You can have more than one person contributing to your business pages’ posts – but they all will post under the Page’s name. Ie: the post will say “XYZ Business is having a great day” instead of “John Smith is having a great day”, no matter which of your admins posts.
This does a few things for you:
- Your audience starts to identify with your brand name or business as an individual entity, which is great for building brand loyalty!
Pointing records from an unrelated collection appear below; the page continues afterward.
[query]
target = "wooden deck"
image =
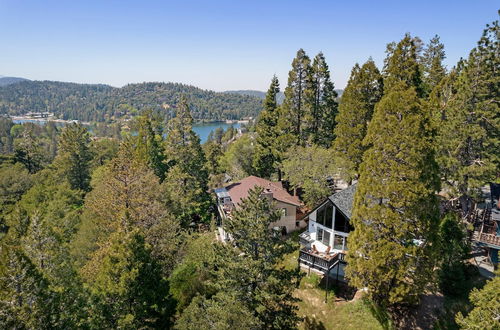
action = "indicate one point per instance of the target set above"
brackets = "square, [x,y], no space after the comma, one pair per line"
[320,262]
[489,239]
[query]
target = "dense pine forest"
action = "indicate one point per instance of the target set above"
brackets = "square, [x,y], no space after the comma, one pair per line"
[109,229]
[103,103]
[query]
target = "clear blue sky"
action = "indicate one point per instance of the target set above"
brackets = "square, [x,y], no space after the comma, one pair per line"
[219,45]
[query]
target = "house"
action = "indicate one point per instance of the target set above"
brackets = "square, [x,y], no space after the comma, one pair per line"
[324,244]
[487,225]
[229,198]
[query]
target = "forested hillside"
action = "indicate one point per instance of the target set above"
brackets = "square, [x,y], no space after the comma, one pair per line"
[4,81]
[118,228]
[98,102]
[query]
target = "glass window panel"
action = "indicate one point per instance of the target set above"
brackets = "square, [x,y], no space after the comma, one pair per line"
[326,238]
[320,216]
[329,216]
[340,221]
[338,242]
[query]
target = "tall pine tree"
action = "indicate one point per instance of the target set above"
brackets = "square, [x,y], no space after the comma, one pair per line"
[395,209]
[297,101]
[251,270]
[324,107]
[149,146]
[266,154]
[468,119]
[432,61]
[364,89]
[186,183]
[75,156]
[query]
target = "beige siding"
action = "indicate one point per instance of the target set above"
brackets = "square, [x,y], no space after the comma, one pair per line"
[289,220]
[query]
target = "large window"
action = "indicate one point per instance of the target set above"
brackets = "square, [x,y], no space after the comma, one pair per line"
[324,215]
[323,236]
[338,242]
[341,222]
[326,238]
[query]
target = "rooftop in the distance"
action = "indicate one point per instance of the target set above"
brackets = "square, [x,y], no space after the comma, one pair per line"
[344,199]
[239,190]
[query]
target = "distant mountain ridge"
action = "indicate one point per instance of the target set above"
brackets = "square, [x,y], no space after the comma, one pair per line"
[97,102]
[4,81]
[262,95]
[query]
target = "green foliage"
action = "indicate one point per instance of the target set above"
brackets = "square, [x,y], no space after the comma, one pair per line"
[252,272]
[295,105]
[148,146]
[74,156]
[127,282]
[195,274]
[432,61]
[100,103]
[364,89]
[322,117]
[309,168]
[28,152]
[486,312]
[25,298]
[15,180]
[392,249]
[237,161]
[401,68]
[104,150]
[187,179]
[222,312]
[467,118]
[266,156]
[128,195]
[454,251]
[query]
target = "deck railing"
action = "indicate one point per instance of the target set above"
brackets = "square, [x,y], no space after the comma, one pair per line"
[491,239]
[316,261]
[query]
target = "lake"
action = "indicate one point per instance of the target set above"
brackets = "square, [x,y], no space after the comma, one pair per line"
[203,130]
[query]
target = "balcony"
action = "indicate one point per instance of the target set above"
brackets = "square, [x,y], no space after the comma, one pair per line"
[488,239]
[320,261]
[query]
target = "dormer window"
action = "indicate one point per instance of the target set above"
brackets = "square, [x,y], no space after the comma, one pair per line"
[324,215]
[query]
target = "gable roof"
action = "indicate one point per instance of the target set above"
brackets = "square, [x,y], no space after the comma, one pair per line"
[239,190]
[344,200]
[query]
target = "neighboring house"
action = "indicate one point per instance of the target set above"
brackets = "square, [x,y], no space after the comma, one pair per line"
[487,225]
[324,244]
[230,197]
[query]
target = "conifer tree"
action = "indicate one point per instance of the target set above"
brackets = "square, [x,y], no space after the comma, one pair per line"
[221,312]
[187,172]
[26,301]
[127,284]
[127,195]
[364,89]
[266,154]
[395,217]
[297,101]
[401,69]
[486,311]
[75,156]
[467,119]
[252,271]
[148,146]
[28,152]
[432,60]
[183,145]
[324,107]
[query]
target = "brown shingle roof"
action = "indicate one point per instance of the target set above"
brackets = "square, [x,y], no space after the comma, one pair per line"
[239,190]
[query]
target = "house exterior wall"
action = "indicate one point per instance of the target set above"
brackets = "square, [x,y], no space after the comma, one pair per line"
[314,226]
[288,220]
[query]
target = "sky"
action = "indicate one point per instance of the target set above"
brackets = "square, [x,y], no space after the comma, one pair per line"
[219,45]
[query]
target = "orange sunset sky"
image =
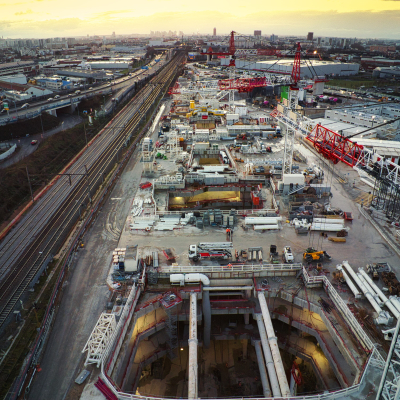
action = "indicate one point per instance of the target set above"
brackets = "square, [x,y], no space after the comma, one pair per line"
[343,18]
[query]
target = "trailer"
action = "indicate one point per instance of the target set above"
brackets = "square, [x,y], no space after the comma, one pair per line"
[210,251]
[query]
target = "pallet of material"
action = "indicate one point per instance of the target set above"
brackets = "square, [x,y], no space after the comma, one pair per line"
[337,240]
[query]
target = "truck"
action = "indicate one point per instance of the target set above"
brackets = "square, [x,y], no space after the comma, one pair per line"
[287,255]
[210,251]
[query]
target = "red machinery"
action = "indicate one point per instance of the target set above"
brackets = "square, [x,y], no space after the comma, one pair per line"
[242,84]
[296,373]
[334,146]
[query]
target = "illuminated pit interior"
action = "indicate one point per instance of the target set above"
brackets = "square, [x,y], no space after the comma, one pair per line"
[228,366]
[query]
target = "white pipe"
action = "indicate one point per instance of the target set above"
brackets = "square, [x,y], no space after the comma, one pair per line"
[388,302]
[263,371]
[395,301]
[273,343]
[192,383]
[329,221]
[363,287]
[261,220]
[369,294]
[209,288]
[189,278]
[204,279]
[327,227]
[268,357]
[263,227]
[350,284]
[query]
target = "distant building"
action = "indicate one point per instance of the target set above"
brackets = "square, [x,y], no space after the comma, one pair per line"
[25,67]
[382,49]
[370,63]
[389,72]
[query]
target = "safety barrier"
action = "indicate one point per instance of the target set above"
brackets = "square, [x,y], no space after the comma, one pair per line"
[7,153]
[273,268]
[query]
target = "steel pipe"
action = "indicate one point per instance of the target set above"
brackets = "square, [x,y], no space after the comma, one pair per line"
[273,343]
[350,284]
[364,288]
[193,378]
[388,302]
[268,357]
[263,371]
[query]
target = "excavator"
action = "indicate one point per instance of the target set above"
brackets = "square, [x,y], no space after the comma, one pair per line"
[313,255]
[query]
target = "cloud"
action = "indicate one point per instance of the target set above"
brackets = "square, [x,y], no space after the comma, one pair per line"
[361,24]
[24,12]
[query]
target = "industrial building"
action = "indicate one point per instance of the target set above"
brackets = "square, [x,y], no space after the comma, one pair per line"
[388,72]
[25,67]
[203,302]
[307,69]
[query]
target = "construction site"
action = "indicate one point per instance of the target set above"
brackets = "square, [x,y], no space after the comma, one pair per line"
[247,266]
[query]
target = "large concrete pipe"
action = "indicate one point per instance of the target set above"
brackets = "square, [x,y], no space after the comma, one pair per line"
[388,302]
[193,379]
[350,284]
[263,371]
[273,343]
[363,287]
[206,318]
[269,362]
[223,288]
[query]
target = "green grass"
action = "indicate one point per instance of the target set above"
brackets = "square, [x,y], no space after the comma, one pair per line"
[29,126]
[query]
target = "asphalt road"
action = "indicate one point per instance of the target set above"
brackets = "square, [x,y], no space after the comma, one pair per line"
[85,294]
[24,144]
[33,222]
[116,85]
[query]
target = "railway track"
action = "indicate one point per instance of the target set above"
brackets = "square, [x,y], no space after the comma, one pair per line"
[62,203]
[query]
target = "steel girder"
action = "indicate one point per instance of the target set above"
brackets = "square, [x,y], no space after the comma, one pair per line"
[334,146]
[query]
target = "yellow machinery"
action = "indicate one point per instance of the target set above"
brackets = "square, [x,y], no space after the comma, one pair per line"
[313,255]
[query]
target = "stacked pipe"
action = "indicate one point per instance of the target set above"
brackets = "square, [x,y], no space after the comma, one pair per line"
[368,292]
[328,225]
[388,302]
[262,223]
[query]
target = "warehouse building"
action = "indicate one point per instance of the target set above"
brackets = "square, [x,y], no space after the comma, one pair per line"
[307,70]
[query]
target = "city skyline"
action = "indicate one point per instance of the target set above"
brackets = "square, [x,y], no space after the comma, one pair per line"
[48,18]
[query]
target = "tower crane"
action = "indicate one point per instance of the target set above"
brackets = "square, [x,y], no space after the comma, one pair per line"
[241,84]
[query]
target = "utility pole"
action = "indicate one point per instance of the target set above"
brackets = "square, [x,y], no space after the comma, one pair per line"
[30,186]
[88,185]
[84,128]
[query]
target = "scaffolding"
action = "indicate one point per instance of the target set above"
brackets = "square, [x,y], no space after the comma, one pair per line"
[147,155]
[99,339]
[389,388]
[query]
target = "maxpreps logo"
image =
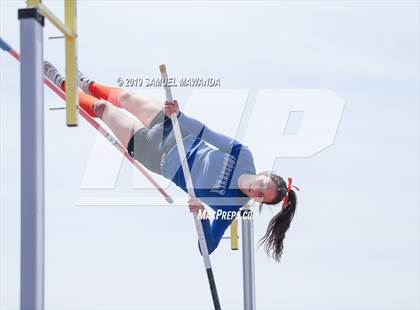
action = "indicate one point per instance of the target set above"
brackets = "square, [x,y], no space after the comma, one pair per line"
[273,123]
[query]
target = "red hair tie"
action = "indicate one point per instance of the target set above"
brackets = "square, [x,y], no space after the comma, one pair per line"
[289,187]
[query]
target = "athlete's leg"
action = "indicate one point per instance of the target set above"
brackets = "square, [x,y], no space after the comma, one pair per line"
[123,126]
[145,108]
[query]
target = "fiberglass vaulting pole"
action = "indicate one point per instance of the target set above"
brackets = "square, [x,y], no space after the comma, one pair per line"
[248,262]
[32,160]
[190,188]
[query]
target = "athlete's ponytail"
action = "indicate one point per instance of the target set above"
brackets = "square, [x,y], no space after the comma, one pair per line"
[280,223]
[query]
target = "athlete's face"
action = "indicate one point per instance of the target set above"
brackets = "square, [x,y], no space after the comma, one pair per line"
[261,189]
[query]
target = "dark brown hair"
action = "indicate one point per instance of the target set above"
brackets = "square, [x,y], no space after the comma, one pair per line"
[280,223]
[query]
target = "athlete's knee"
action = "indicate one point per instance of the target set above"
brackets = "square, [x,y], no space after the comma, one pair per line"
[125,97]
[100,107]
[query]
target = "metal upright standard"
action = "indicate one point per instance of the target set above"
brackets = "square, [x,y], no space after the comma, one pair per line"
[32,160]
[248,262]
[190,188]
[32,140]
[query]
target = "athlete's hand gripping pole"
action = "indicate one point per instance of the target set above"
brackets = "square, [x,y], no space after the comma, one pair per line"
[6,47]
[190,189]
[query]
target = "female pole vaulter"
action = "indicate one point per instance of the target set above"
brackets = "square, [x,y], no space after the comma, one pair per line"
[224,175]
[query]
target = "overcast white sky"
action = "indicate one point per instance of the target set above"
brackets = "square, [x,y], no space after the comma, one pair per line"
[354,243]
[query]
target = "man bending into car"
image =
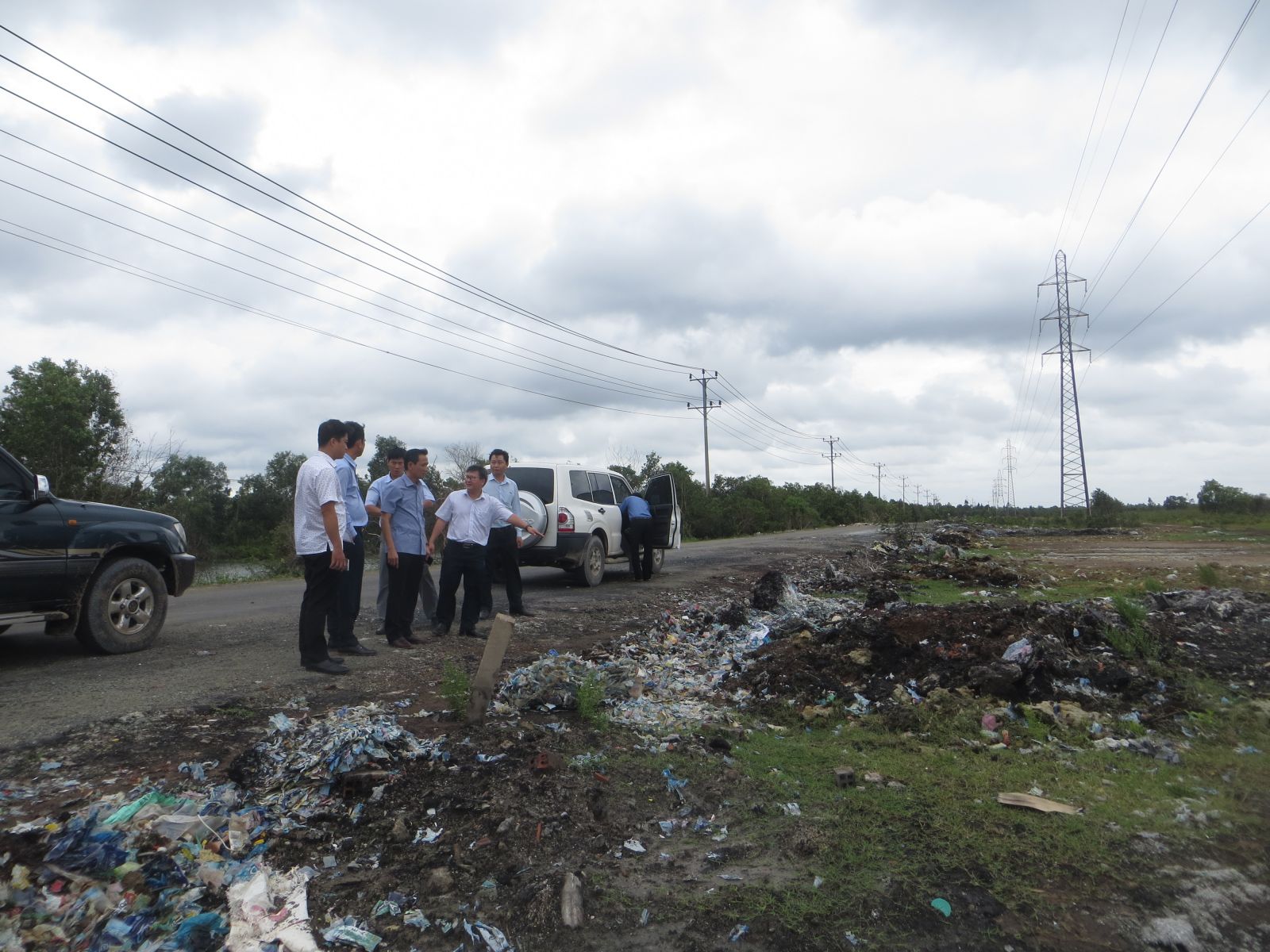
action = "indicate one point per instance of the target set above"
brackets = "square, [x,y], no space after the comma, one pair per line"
[467,518]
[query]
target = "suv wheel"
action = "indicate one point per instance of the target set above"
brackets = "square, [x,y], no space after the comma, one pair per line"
[594,558]
[125,608]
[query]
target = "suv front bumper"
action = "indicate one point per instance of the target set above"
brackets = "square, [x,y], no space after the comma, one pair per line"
[182,573]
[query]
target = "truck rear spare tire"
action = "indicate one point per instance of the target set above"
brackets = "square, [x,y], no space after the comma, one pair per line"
[124,608]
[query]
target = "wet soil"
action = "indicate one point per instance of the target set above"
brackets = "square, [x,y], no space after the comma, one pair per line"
[514,828]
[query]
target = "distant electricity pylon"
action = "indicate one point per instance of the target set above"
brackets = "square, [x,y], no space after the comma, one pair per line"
[706,406]
[1075,486]
[1010,475]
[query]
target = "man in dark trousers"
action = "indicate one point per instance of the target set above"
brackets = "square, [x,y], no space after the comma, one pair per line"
[639,533]
[321,533]
[348,598]
[467,518]
[501,550]
[404,539]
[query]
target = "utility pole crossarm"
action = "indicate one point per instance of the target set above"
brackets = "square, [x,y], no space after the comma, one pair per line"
[706,406]
[831,456]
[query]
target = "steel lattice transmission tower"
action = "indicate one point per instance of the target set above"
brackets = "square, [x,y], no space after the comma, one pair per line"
[1075,489]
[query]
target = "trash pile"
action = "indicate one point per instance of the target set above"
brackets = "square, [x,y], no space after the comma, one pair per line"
[671,677]
[183,869]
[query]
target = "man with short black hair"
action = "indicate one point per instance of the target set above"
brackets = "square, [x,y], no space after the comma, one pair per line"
[427,607]
[406,539]
[321,532]
[348,597]
[465,518]
[501,550]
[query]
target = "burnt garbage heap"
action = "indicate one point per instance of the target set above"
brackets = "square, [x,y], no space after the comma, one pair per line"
[1014,651]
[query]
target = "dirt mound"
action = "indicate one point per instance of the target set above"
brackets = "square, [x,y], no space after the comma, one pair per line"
[1015,653]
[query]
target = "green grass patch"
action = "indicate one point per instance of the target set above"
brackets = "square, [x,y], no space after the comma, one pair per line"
[944,827]
[455,685]
[591,698]
[1133,640]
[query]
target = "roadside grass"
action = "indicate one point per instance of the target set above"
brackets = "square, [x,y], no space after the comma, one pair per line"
[882,847]
[455,687]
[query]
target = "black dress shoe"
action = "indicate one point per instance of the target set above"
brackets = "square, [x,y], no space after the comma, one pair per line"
[356,651]
[328,666]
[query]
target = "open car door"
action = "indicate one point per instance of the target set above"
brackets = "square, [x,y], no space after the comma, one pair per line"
[662,499]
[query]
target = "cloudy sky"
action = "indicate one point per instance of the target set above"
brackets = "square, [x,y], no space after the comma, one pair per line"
[552,213]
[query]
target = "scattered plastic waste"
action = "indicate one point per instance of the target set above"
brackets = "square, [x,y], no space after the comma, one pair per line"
[1018,651]
[416,917]
[493,939]
[281,723]
[349,932]
[673,784]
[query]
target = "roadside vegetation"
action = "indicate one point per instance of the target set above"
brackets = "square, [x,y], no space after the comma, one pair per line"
[65,422]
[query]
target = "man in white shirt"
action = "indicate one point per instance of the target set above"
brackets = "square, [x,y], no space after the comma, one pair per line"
[501,550]
[321,532]
[465,518]
[348,598]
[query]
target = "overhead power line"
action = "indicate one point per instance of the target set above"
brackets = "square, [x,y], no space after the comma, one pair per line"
[1133,217]
[137,272]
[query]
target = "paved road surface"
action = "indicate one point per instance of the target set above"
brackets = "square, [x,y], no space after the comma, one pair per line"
[228,641]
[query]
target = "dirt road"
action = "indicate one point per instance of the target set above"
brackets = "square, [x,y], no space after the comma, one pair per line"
[239,641]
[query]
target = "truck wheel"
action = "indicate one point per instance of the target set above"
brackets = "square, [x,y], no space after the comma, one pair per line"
[594,558]
[125,608]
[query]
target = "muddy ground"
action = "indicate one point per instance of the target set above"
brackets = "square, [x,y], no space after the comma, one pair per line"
[520,804]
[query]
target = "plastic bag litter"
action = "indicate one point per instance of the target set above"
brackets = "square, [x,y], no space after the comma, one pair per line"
[1018,651]
[294,770]
[349,932]
[266,908]
[493,939]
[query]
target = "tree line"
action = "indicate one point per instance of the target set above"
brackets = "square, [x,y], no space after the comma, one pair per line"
[65,422]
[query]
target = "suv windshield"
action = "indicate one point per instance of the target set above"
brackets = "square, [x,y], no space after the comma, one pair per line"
[539,480]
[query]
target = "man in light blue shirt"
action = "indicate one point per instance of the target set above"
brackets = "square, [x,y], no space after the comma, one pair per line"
[501,550]
[427,607]
[406,539]
[348,598]
[638,532]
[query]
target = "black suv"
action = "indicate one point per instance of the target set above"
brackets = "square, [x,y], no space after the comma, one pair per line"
[101,571]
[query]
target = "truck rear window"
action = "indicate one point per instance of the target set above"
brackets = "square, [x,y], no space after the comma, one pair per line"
[539,480]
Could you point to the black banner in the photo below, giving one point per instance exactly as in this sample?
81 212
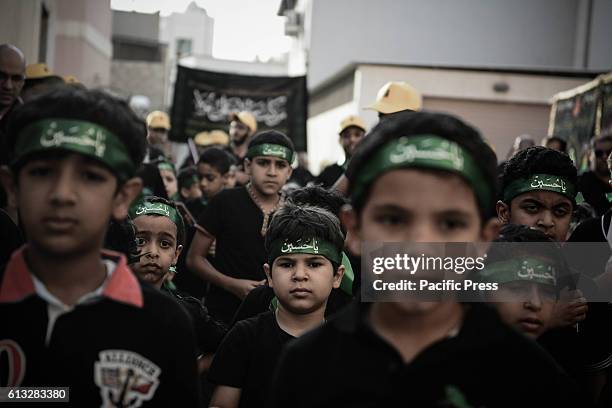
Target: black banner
203 100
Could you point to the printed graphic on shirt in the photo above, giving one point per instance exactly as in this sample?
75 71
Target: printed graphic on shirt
125 378
13 355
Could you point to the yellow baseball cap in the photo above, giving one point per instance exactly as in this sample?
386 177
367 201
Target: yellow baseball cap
158 119
397 96
352 120
214 137
39 71
247 118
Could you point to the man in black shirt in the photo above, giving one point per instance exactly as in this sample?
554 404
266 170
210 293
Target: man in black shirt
595 183
352 130
304 247
237 219
419 177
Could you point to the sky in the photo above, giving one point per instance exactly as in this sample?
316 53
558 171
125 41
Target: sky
244 29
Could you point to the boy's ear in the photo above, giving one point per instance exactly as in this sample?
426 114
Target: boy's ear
8 182
503 212
177 253
268 273
349 218
490 230
247 165
124 197
338 277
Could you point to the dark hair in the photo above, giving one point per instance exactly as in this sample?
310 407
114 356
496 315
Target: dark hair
292 222
217 159
408 123
562 143
180 229
185 176
79 104
538 160
521 234
272 137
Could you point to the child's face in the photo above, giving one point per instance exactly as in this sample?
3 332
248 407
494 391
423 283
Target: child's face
65 203
546 211
191 193
170 182
211 180
302 282
268 174
156 238
531 316
419 206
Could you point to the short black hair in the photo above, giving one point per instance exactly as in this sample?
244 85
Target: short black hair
272 137
180 229
546 248
562 142
217 159
409 123
538 160
79 104
292 222
185 176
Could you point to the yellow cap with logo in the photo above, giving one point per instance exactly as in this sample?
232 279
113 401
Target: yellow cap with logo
397 96
39 71
352 120
246 118
214 137
158 119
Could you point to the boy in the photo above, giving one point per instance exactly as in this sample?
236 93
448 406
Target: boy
213 168
419 177
302 280
237 219
160 234
75 315
525 300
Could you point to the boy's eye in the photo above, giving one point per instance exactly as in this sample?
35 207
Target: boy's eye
450 224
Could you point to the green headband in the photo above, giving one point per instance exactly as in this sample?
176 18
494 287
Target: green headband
77 136
428 151
520 269
540 182
274 150
314 246
145 207
165 166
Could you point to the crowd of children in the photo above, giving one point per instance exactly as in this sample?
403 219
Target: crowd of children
137 285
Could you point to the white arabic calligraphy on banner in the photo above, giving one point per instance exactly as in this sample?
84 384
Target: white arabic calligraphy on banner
217 108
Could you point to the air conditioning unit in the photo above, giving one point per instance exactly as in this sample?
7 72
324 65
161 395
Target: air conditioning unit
293 25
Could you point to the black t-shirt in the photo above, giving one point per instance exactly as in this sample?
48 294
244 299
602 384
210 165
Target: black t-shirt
235 221
594 191
345 363
330 175
258 301
247 357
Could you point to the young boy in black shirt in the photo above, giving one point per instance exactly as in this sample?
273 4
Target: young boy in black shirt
419 177
304 263
237 220
75 314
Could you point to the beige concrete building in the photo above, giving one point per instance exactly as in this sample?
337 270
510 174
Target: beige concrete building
71 36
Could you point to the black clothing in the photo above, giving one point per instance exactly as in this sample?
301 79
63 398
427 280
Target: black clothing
208 331
594 191
330 175
10 236
235 221
345 363
247 358
129 344
258 301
- You present a seamless, united front automatically
- You can spread the marketing workload or even outsource your social media marketing requirements without your internal business decisions being apparent to your fans
Groups do not have this ability.
Webability (is that a word?!)
Pages also have cool features like the ability to hook a live stream into your website very very easily, no matter what kind of website you have. So as your Facebook page drives visitors to your website, your website drives people to your Facebook page where they can interact with you.
Groups can’t do this.
Message in a bottle
The one advantage groups used to have over Pages was that you could directly message all group members (you need to use Updates to get messages to your Page Fans – but those also land in the inbox area!) but that’s no longer the case – the new Groups do not have that ability.
THE BOTTOM LINE:
If your business has a group rather than a page, the first impression you give potential clients is of your ignorance. And worse, public ignorance. Alternatively, you give the impression that you’re too lazy to do your homework and find out what you should be doing. So you give potential clients a choice of doing business with a company that’s either lazy or ignorant.
Not really the message you want to be giving, is it?